The last thing I needed was for anyone back at the brokerage to realize what I was doing in Wyoming. I was supposed to be grieving a dead family member, not making financial deals on the side for them.

“I don’t give a shit who you are. This is town business,” Tag told him. “And you ain’t from this town. It’s time for you to leave.”

Clive’s lip curled, distorting his classically handsome face. “Town business, until all this is settled once and for all, is my business. Don’t worry. When we’re strip mining this land for minerals, there will be plenty of jobs to go around for a bunch of old cowboys.”

“Fuck you, Bohman,” Carter said. “We haven’t conceded anything.
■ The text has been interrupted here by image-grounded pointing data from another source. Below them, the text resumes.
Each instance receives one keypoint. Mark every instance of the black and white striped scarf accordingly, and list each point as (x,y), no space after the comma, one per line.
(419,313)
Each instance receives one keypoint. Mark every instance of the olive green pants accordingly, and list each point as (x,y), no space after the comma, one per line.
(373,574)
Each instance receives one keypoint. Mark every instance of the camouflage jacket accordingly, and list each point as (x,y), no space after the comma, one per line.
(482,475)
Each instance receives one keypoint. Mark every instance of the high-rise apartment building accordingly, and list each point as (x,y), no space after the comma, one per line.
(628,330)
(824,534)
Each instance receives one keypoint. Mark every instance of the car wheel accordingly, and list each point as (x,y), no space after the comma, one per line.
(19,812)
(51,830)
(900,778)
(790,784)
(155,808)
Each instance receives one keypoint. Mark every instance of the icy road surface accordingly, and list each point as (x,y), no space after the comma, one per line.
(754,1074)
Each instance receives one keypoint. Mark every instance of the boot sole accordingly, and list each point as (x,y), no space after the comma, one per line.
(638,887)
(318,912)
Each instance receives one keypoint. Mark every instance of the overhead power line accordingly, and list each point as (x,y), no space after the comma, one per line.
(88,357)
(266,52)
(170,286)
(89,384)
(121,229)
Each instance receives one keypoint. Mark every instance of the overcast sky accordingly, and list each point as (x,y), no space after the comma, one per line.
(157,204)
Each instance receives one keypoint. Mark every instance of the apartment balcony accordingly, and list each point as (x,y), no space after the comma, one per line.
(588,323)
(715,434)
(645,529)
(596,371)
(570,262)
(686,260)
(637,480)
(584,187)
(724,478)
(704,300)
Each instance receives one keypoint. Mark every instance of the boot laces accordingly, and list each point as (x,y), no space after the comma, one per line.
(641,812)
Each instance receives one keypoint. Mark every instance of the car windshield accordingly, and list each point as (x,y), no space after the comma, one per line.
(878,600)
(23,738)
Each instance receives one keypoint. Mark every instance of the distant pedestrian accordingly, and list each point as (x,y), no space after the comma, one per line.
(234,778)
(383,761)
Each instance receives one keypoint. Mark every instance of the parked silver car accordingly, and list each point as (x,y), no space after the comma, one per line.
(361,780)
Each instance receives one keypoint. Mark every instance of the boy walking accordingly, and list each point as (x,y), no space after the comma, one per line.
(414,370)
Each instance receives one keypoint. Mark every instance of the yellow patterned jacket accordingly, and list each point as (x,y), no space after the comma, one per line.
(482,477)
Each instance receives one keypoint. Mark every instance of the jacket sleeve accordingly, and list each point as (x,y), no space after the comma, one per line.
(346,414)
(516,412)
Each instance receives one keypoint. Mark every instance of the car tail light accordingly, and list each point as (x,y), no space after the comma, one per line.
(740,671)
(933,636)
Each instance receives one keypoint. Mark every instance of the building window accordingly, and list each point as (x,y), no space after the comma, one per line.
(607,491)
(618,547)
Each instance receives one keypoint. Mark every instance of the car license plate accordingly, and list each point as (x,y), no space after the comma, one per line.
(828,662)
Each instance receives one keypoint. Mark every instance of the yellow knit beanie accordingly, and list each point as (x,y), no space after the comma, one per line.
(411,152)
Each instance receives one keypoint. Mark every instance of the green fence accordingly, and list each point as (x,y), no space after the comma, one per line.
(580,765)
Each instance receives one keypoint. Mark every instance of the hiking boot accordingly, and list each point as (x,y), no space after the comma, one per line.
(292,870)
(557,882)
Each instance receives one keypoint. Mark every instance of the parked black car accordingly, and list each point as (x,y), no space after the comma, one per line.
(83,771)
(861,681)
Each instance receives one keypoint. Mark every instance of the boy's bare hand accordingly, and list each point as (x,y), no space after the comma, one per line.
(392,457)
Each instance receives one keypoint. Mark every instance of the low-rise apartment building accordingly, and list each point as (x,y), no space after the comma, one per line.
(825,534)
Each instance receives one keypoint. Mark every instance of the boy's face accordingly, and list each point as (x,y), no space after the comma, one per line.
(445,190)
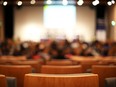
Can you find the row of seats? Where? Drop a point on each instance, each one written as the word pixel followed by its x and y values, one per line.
pixel 59 67
pixel 20 71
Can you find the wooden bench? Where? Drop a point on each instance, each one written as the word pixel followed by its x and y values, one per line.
pixel 104 72
pixel 3 82
pixel 61 80
pixel 16 71
pixel 51 69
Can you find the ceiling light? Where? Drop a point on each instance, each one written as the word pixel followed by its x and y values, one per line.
pixel 96 2
pixel 5 3
pixel 65 2
pixel 109 3
pixel 113 2
pixel 113 23
pixel 32 2
pixel 19 3
pixel 80 2
pixel 49 2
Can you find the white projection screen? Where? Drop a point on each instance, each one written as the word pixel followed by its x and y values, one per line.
pixel 60 20
pixel 54 21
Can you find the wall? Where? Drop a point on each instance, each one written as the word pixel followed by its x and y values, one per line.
pixel 86 23
pixel 115 21
pixel 33 16
pixel 112 16
pixel 1 24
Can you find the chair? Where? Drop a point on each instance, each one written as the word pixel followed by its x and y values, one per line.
pixel 3 82
pixel 60 62
pixel 110 82
pixel 104 72
pixel 16 71
pixel 34 64
pixel 51 69
pixel 61 80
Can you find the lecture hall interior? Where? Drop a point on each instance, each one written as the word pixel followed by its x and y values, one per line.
pixel 57 43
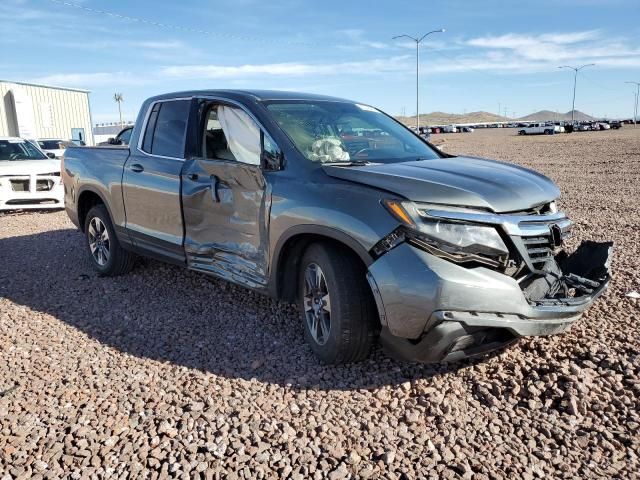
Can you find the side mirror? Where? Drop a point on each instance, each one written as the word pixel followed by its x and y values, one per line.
pixel 272 161
pixel 271 157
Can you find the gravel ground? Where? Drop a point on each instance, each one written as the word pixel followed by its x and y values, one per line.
pixel 164 372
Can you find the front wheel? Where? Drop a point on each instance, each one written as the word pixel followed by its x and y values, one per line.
pixel 107 255
pixel 336 304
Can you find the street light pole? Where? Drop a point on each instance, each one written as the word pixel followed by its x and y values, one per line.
pixel 418 41
pixel 575 81
pixel 635 109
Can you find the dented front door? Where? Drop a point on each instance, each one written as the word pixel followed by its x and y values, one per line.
pixel 226 212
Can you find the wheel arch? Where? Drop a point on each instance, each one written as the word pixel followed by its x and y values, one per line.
pixel 290 247
pixel 87 199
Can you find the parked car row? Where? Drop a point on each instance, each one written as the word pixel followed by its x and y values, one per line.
pixel 29 177
pixel 542 128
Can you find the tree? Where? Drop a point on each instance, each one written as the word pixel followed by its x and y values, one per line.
pixel 119 99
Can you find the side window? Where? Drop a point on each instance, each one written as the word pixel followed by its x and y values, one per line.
pixel 231 134
pixel 151 126
pixel 125 136
pixel 166 128
pixel 168 137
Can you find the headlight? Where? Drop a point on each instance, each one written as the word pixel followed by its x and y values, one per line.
pixel 459 237
pixel 451 237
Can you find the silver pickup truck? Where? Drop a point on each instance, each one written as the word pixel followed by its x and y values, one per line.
pixel 336 206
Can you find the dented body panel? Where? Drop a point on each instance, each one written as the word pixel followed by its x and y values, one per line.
pixel 243 222
pixel 226 209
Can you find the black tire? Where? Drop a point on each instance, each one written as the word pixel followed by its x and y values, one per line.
pixel 353 316
pixel 117 261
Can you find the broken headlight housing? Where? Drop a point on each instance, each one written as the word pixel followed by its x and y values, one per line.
pixel 458 242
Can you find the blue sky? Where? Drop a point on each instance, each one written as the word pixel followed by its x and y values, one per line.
pixel 493 52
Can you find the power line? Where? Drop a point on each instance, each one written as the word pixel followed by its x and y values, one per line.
pixel 180 28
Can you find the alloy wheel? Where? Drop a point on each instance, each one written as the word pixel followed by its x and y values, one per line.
pixel 99 242
pixel 317 303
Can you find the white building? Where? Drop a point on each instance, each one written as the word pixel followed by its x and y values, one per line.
pixel 39 111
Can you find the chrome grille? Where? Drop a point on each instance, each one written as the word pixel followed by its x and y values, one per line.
pixel 19 184
pixel 539 249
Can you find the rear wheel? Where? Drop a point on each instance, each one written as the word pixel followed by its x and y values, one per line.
pixel 107 255
pixel 337 308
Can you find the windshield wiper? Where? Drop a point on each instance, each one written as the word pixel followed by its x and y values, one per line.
pixel 348 163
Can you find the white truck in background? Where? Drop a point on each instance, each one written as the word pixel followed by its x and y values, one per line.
pixel 541 129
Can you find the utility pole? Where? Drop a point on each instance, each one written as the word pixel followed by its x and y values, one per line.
pixel 418 41
pixel 575 81
pixel 635 108
pixel 117 97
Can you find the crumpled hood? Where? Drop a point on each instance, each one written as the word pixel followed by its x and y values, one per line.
pixel 29 167
pixel 461 181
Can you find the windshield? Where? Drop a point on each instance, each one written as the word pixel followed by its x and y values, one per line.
pixel 19 150
pixel 330 132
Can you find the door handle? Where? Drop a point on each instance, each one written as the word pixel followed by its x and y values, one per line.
pixel 214 188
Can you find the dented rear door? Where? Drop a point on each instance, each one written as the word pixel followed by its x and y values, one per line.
pixel 226 208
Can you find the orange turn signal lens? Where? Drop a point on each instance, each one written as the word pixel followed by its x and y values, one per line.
pixel 398 211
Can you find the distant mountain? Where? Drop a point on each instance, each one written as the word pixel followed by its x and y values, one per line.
pixel 548 115
pixel 443 118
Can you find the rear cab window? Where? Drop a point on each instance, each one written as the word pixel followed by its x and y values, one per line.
pixel 165 130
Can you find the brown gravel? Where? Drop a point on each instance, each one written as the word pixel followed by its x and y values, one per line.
pixel 168 373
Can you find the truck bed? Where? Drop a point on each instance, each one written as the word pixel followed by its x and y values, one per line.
pixel 98 168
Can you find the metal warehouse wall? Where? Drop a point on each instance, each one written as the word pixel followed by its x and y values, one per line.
pixel 55 111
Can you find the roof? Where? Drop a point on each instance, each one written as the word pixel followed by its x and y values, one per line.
pixel 110 129
pixel 260 95
pixel 46 86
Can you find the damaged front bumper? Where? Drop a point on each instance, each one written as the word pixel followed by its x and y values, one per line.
pixel 433 310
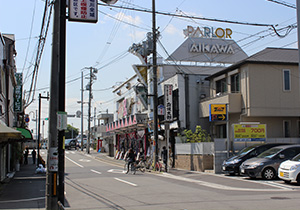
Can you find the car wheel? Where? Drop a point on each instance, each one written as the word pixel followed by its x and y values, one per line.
pixel 298 179
pixel 268 173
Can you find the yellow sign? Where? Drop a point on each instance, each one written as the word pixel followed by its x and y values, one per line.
pixel 247 132
pixel 218 108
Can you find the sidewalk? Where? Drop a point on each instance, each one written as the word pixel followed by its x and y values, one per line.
pixel 26 190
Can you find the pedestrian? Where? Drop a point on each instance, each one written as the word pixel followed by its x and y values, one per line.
pixel 26 156
pixel 131 159
pixel 164 156
pixel 33 154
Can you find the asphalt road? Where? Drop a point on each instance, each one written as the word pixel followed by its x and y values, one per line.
pixel 91 183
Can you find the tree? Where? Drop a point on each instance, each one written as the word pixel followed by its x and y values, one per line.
pixel 200 135
pixel 70 129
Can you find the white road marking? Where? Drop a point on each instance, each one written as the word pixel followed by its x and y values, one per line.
pixel 84 160
pixel 121 180
pixel 116 171
pixel 97 172
pixel 221 187
pixel 23 200
pixel 74 162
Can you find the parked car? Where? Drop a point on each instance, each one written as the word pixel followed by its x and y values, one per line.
pixel 267 163
pixel 289 170
pixel 70 143
pixel 232 165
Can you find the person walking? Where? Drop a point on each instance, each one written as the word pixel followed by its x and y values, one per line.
pixel 131 159
pixel 164 156
pixel 33 154
pixel 26 156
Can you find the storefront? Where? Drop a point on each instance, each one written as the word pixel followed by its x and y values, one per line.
pixel 131 132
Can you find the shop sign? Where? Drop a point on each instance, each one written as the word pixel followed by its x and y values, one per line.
pixel 53 159
pixel 18 105
pixel 252 132
pixel 83 11
pixel 207 32
pixel 217 112
pixel 168 102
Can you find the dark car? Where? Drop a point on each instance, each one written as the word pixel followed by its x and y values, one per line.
pixel 267 163
pixel 70 143
pixel 232 165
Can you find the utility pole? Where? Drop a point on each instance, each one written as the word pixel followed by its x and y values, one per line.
pixel 55 157
pixel 154 68
pixel 39 127
pixel 89 113
pixel 81 136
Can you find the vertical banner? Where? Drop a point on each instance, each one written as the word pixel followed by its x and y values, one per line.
pixel 83 11
pixel 18 104
pixel 168 102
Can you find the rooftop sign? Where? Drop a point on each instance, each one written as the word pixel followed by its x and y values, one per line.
pixel 207 32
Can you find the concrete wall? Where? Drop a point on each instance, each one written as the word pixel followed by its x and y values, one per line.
pixel 194 162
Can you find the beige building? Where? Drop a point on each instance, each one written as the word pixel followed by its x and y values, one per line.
pixel 263 88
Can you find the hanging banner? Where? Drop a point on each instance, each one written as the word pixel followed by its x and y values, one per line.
pixel 168 102
pixel 83 11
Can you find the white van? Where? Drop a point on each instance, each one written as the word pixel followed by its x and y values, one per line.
pixel 289 170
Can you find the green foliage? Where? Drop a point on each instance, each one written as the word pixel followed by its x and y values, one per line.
pixel 200 135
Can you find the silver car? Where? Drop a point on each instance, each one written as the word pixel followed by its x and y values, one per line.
pixel 267 163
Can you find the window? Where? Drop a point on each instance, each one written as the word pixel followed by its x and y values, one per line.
pixel 221 86
pixel 286 80
pixel 235 83
pixel 287 128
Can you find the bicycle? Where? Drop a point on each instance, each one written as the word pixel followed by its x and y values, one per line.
pixel 132 167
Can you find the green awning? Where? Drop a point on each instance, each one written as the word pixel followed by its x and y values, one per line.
pixel 26 133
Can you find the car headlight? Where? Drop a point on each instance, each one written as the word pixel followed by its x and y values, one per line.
pixel 254 165
pixel 294 167
pixel 234 161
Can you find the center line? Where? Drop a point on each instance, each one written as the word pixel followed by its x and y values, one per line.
pixel 97 172
pixel 121 180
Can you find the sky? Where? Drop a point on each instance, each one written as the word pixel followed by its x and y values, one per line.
pixel 104 45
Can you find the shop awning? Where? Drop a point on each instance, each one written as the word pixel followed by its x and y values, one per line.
pixel 25 133
pixel 8 133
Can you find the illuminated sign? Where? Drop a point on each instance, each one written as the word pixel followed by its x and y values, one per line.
pixel 214 48
pixel 218 112
pixel 207 32
pixel 245 132
pixel 83 10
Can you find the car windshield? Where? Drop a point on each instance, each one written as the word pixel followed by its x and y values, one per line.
pixel 296 158
pixel 269 153
pixel 245 151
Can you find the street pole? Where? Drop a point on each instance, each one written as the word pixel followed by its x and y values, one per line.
pixel 81 111
pixel 89 113
pixel 55 157
pixel 61 99
pixel 154 68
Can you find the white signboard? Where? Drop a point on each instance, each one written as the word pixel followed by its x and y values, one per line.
pixel 53 161
pixel 168 102
pixel 83 10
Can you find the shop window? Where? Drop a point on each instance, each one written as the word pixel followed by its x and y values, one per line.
pixel 287 128
pixel 286 80
pixel 235 83
pixel 221 86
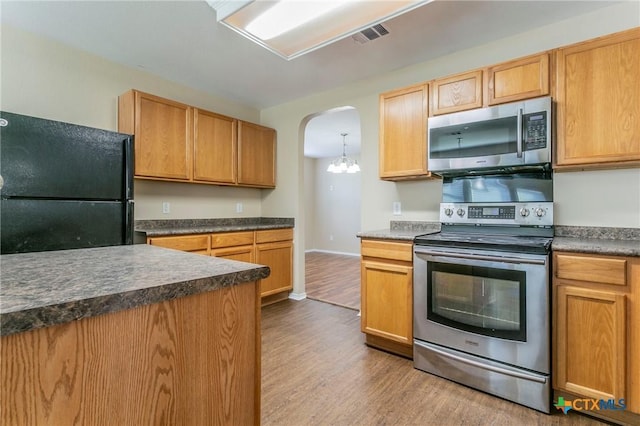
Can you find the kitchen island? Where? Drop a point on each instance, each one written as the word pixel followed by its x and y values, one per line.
pixel 129 335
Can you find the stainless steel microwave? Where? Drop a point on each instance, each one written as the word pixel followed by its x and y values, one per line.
pixel 501 136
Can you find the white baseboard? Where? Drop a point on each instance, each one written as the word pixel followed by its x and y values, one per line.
pixel 333 252
pixel 297 296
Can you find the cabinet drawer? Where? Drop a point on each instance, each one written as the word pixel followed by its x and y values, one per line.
pixel 387 250
pixel 184 243
pixel 605 270
pixel 231 239
pixel 274 235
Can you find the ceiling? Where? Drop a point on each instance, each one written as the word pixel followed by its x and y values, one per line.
pixel 182 42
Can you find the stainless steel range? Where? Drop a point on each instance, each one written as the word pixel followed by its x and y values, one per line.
pixel 481 286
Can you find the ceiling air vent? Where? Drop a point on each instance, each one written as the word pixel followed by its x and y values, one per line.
pixel 370 34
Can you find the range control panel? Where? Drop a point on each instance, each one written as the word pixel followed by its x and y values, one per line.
pixel 521 214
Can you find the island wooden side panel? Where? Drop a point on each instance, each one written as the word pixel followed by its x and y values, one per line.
pixel 192 360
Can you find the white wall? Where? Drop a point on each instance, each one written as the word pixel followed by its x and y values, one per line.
pixel 335 207
pixel 420 200
pixel 46 79
pixel 309 202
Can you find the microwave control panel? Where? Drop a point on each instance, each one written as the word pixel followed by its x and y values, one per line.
pixel 534 130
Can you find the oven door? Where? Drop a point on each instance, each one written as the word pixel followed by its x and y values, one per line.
pixel 490 304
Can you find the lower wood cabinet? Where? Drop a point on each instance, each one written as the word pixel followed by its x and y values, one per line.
pixel 387 295
pixel 270 247
pixel 198 244
pixel 193 360
pixel 596 339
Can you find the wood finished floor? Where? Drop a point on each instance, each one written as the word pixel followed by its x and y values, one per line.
pixel 333 278
pixel 316 370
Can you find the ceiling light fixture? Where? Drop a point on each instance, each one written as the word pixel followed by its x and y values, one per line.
pixel 290 28
pixel 343 164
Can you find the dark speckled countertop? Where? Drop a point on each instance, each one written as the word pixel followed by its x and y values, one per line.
pixel 580 239
pixel 597 240
pixel 158 228
pixel 47 288
pixel 402 230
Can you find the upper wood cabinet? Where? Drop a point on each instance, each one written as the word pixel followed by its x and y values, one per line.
pixel 522 78
pixel 598 102
pixel 456 93
pixel 256 155
pixel 403 134
pixel 511 81
pixel 163 135
pixel 177 142
pixel 214 147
If you recall, our festival this year met the required conditions for success. We won the Blue Ribbon.”

“Yes, and now you’ve got this great crypto plan,” he said, with a smug smile. “One has to hope that Ms. Calloway here can pull it off.”

“You heard the town’s answer, Bohman,” Tag said. “They voted for it. Which means they have faith she can pull it off.”

“Faith,” he sighed. “Can be a tricky thing. Good luck, Ms. Calloway. Gentlemen.”

With that, he turned and made his way out of the auditorium behind everyone else.